The first is we could formalize the channel. MiniZinc provides native channel predicts we could use instead of doing it manually. Their format is a little funky, though, and I wasn’t able to easily get them working.

One thing I haven’t even touched is **annotations**. Annotations modify the solver’s strategy, for example by making sure every variable has been constrained before narrowing things down further. This seems way out of my pay grade right now.

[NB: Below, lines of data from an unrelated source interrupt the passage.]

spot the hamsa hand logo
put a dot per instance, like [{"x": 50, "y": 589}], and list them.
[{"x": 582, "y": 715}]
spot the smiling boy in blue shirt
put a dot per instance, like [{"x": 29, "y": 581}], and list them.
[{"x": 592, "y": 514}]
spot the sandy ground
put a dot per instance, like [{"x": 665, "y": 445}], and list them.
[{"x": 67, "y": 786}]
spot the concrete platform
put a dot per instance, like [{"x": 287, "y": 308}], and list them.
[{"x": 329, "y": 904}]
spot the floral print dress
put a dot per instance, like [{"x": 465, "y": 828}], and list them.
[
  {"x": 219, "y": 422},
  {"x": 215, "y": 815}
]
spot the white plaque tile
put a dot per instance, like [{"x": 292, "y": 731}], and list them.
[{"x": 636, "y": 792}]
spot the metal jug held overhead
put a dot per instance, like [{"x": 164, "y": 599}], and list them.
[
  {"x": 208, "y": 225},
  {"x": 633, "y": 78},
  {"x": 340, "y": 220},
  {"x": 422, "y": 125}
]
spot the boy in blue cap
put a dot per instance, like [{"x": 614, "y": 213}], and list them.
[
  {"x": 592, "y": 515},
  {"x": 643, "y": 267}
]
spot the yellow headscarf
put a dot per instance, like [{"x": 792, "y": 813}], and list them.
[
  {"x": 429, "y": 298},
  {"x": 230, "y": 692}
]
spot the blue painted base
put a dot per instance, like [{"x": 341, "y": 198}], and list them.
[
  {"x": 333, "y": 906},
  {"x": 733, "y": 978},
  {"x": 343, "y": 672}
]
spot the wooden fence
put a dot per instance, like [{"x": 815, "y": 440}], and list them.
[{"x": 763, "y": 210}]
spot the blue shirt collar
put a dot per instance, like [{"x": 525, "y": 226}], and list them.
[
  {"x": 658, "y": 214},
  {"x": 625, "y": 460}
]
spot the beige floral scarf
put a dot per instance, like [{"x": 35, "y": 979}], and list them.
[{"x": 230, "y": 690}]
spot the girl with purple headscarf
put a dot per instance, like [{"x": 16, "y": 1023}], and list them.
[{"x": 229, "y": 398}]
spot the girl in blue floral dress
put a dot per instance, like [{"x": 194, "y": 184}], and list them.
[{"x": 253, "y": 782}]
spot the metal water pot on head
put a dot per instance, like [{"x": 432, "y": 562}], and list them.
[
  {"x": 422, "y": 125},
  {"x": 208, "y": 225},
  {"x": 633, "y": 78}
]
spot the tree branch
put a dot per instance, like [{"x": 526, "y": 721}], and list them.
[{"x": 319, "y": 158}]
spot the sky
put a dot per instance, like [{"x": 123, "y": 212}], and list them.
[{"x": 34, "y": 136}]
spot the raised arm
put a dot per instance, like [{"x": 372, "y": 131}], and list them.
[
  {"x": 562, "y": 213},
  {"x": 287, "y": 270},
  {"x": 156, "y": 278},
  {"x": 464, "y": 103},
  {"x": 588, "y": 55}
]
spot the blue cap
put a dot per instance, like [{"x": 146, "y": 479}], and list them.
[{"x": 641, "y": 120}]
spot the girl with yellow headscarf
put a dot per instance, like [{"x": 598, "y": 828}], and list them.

Finally, I’m wondering if we could get a good speedup by switching from enums to ints. In theory this shouldn’t matter, but in practice optimizers are weird.

## Takeaways

Optimizing a model can be pretty hard. Here’s the heuristics I got out of this exercise:

- Optimizations are nonlinear.
- Whether something’s an improvement or regression depends on your choice of solver.
- Whether something’s an improvement or regression depends on your other optimizations.
- Whether something’s an improvement or a regression depends on your data set.
- Profile everything and then don’t trust it.
- Native constraints beat bespoke constraints.
- Global constraints beat localized constraints.
- Flat arrays beat deep arrays.
- Symmetry is really nice.
- Casting arrays to sets is the road to madness.

All of these rules have plenty of exceptions. Do not follow them blindly.

Overall we were able to improve the runtime by three orders of magnitude, possibly even four. But getting there takes some practice. I hope this made the gotchas a little clearer.